View a hallmark piece by the American artist in the Jardins des Boulingrins, adjacent to our gallery
Calder’s grand-scale piece ‘Slender Legs’ (1959) is now on view in the historic heart of Monaco through 30 November. The standing mobile—a marriage of the artist's two signature sculptural innovations—is composed of lithe, free-moving ‘arms’ counterbalanced by an immobile triangular base, or the work's titular ‘legs.’ Five sharply angular elements coming off the sculpture’s arms are unfixed, poised to shift and slip in a breeze.
A master of many materials and techniques, Calder created a diverse body of work that represents a career-long interest in voids and volumes. Calder’s experience as an artist with a direct and intuitive process gave him the unique skills to imagine and create new forms of art that radically alter our experience of space. His revolutionary techniques allowed him to suspend his ‘mobiles’ from ceilings and create ‘stabiles’ of immense complexity.
Calder produced ‘Slender Legs’ at a major transitional moment in his oeuvre. At the time he began to turn his attention from more intimate works to sculptures executed on a grand scale—a shift that he would describe one year later in 1960 as an ‘agrandissement’ in his work. Calder would spend 1957 to 1959 working on several important large-scale commissions, including ‘The Whirling Ear’ for the United States Pavilion of the Brussels Universal and International Exhibition; ‘Spirale’ for the UNESCO headquarters in Paris; and ‘.125’ for Idlewild Airport (now known as John F. Kennedy International Airport) in New York.
Like these contemporaneous public works, ‘Slender Legs’ invites a dynamic viewing experience. The viewer is pulled into the space of the sculpture, their sense of scale disoriented by its large size as its predilection toward motion poses a challenge to any notions of fixity. The work’s carefully balanced forms could be set into motion at any moment, introducing the magical element of chance that makes the artist's mobile sculptures so enchanting. In ‘Slender Legs’ Calder creates an object that is grand yet personal, rooted yet kinetic, and dynamic yet commanding: a testament to his unequalled mastery of his craft.
About the artist
Alexander Calder was born in 1898, the second child of artist parents—his father was a sculptor and his mother a painter. In his mid-twenties, Calder moved to New York City, where he studied at the Art Students League and worked at the ‘National Police Gazette,’ illustrating sporting events and the Ringling Bros. and Barnum & Bailey Circus. Shortly after his move to Paris in 1926, Calder created his ‘Cirque Calder’ (1926–31), a complex and unique body of art. It wasn’t long before his performances of the ‘Cirque’ captured the attention of the Parisian avant-garde.

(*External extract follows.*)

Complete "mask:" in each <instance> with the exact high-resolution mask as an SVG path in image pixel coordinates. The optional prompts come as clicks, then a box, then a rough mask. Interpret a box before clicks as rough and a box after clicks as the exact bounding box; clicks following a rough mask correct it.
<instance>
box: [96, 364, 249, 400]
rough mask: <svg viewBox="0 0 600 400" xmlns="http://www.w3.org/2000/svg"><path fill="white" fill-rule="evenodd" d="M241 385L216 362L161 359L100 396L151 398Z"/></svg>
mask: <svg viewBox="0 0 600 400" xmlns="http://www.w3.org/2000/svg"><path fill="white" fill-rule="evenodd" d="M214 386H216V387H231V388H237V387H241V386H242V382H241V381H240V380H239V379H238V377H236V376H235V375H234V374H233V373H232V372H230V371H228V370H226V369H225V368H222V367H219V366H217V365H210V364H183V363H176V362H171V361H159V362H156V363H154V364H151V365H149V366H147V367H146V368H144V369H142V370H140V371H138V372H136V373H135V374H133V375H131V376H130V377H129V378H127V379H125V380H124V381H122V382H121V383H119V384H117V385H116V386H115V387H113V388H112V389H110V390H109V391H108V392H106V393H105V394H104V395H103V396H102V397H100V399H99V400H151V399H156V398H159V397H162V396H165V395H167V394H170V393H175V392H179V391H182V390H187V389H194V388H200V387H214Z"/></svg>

In 1931, a significant turning point in Calder’s artistic career occurred when he created his first kinetic nonobjective sculpture and gave form to an entirely new type of art. Some of the earliest of these objects moved by motors and were dubbed ‘mobiles’ by Marcel Duchamp—in French, mobile refers to both ‘motion’ and ‘motive.’ Calder soon abandoned the mechanical aspects of these works and developed suspended mobiles that would undulate on their own with the air's currents. In response to Duchamp, Jean Arp named Calder's stationary objects ‘stabiles’ as a means of differentiating them.